The majority of the judges of the court found that Dan-Bunkering for all 33 trades must have realised that it was most probable that the jet fuel would be used by the Russian military in Syria. The majority thus found that Dan-Bunkering for all 33 trades committed an intentional violation of EU sanctions. The majority emphasised, among other things, that the trades were made by Russian employees at Dan-Bunkering's branch office in Kaliningrad, where the employees must have been aware of the Russian intervention in Syria. The majority also found that other important matters were that the two Russian companies had not previously purchased jet fuel from Dan-Bunkering, the quantity of the jet fuel delivered, and that Dan-Bunkering knew that the two companies were general agents of the Russian fleet and that the jet fuel, therefore, would be used by the Russian military.

The court unanimously found that both the parent company and the managing director in the last 8 trades, which were made in February to May 2017, had contributed to a negligent breach of EU sanctions. The reason for this was that in December 2016 the Danish Business Authority had contacted Dan-Bunkering and informed it that the agency had received information on Dan Bunkering's possible involvement in violations of sanctions against Syria by transport of jet fuel. Based on this and the performance of an internal investigation in the group of companies, the court found that the parent company and the managing director should have realised that the Russian company supplied jet fuel for use in Syria in violation of EU sanctions and that the parent company and the director could and should have stopped the trades.

By the court's judgment, Dan-Bunkering was penalised by a fine in the amount of DKK 30 million. The parent company was penalised by a fine in the amount of DKK 4 million. Both fines were imposed on the basis of the companies' profits from the trades. The fine for Dan-Bunking's intentional violation of the rules was set to an amount which was about two times (double of) the profit. The fine for the parent company's negligent infringement was set to an amount that roughly corresponded to the profit on the last 8 trades.

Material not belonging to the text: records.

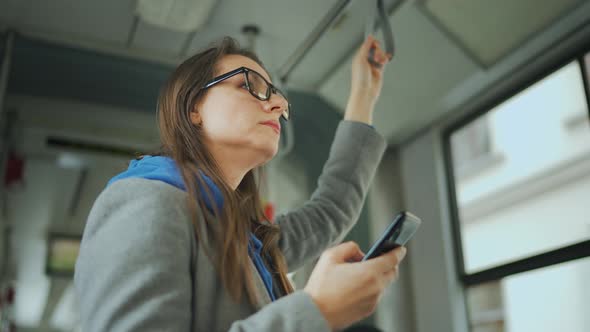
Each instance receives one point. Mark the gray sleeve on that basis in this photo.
(133, 272)
(292, 313)
(336, 203)
(133, 269)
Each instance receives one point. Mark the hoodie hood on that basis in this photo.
(164, 169)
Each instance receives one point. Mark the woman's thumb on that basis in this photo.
(346, 252)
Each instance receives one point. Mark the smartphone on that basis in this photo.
(397, 234)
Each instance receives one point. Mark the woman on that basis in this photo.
(178, 242)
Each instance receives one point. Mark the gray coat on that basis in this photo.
(140, 267)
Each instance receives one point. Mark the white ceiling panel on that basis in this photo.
(150, 37)
(502, 25)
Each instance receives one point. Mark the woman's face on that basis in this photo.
(232, 118)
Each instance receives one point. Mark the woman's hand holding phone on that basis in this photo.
(348, 292)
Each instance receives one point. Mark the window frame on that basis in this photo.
(565, 254)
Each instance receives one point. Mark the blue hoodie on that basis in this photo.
(164, 169)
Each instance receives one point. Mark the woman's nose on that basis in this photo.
(276, 103)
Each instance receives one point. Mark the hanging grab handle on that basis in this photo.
(378, 17)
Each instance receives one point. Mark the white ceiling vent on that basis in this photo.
(178, 15)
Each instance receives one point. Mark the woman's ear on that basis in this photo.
(196, 118)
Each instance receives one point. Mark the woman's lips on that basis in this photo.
(274, 125)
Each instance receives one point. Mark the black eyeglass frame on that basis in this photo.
(269, 91)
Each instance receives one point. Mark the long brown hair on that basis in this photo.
(242, 211)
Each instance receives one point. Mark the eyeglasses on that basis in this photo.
(257, 85)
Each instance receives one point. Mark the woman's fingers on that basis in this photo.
(386, 262)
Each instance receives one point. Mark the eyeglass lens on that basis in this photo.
(261, 89)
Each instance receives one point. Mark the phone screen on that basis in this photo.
(397, 234)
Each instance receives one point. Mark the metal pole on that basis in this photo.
(313, 37)
(4, 73)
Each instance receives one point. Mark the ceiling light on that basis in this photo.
(178, 15)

The managing director was sentenced to 4 months in prison, which was made conditional. The court emphasised, among other matters, that the managing director was only being punished for a negligent violation of the sanctions and that the case processing time had been long.

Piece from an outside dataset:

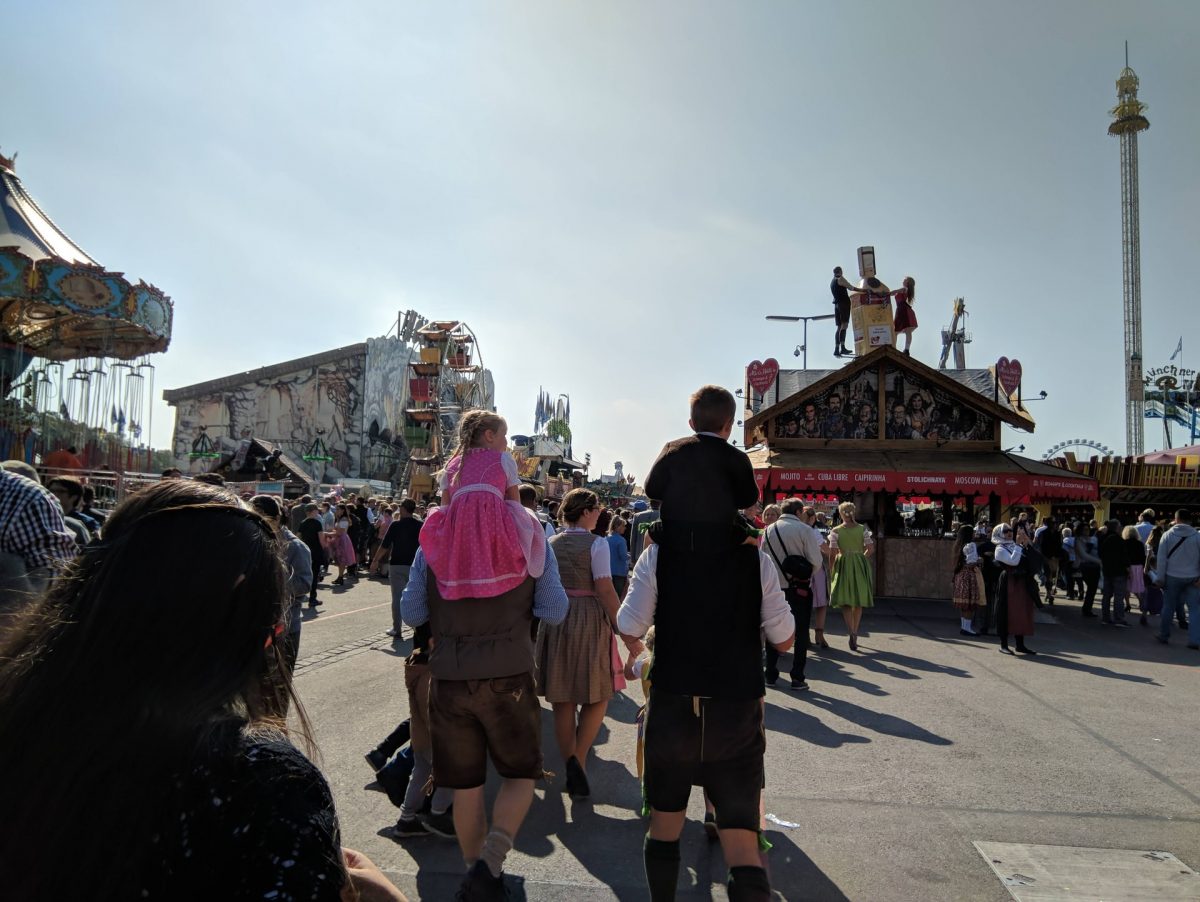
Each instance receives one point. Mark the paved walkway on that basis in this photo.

In addition, the court ordered the confiscation of Dan-Bunkering's profit from the trades. The profit was assessed by the court to be approximately DKK 15.65 million.

Penalties for violation of laws and regulations on non-proliferation of weapons of mass destruction etc.

A violation of a law or a regulation on non-proliferation of weapons of mass destruction etc. may be punished under section 114 h of the Criminal Code by imprisonment for up to 8 years if the offender, in aggravating circumstances, does the following: (1) exports dual-use items without a permit, (2) for the purpose of the authorities' decisions on dual-use items provides incorrect or misleading information or conceals information relevant to the decision of the case, or (3) acts in violation of terms set in the authorities' decisions on dual-use items.

The legislation on non-proliferation of weapons of mass destruction etc. includes Danish rules and EU rules against the proliferation of products and knowledge (know-how) which can be used for the production of nuclear weapons, biological and chemical weapons as well as missiles can carry and deliver such weapons. The legislation includes EU legislation, laws, and administrative regulations in the form of executive orders, etc. as well as terms, orders, and prohibitions set or issued under such rules.

Dual-use items comprise products, including software and technologies, which can be used for both civilian and military purposes, as well as all items that can be used both for non-explosive purposes and to promote in any way the manufacture of nuclear weapons or other nuclear explosives. This follows from article 2(1) of EU regulation 428/2009. The regulation contains rules under which an export license in some cases is required for the export of dual-use items.